MC: Well, it is hard to know, but there are a couple of studies -- not studies but surveys that were done; for instance Gallup, before he passed away, the CEO of Gallup, Don Clifton, who owns the company also. He was a psychologist, Don Clifton, originally and bought up Gallup when Gallup was going down because it was overextended -- anyway, Don Clifton wanted to put something about flow in his big surveys and so we cooked up a couple of simple sentences like: "Do you ever feel so involved in something that you feel that even if something strange happened around you, you would not notice it." Or t"hat you are so involved in what you are doing that you forget what time it is and you do not realize it until much later, that time has passed." Something like that and we had about four or five of these.

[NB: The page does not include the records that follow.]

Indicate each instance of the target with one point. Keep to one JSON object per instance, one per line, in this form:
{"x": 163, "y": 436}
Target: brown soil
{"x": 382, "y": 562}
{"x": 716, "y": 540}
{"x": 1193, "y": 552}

And, at the same time somebody in Germany who had a similar -- the Ernsback Institute, which was the biggest survey in Germany, also used the same things in Germany. And, it was interesting that both countries found that about twelve to fifteen percent of the people would say they never experienced anything like that. They could noto remember anything like that. And then to find an almost equal number-- ten, twelve percent who say oh yes, I feel that everyday and I feel like that several times a day. And then the big majority follow the kind of almost normal distribution saying you know, a few times a month or a few times a year, a few times a month, a few times a week, and -- so it is not evenly distributed. Some people never seem to lose themselves in that kind of feeling. And it was interesting, for instance, that when I described flow to a public audience, the only people who at the end who say "but isn't that wrong to lose yourself in what you are doing so that you do not notice other things?" They are always women who say that and they say they don't let themselves lose themselves because there is always something that may need that attention a child or it is something that usually they feel that it is not -- I mean not all women of course, but whenever that happens, it seems to be a woman who feels too responsible for what they are doing to lose themselves.
Rob: Okay, that might be an evolutional consideration for taking care of children.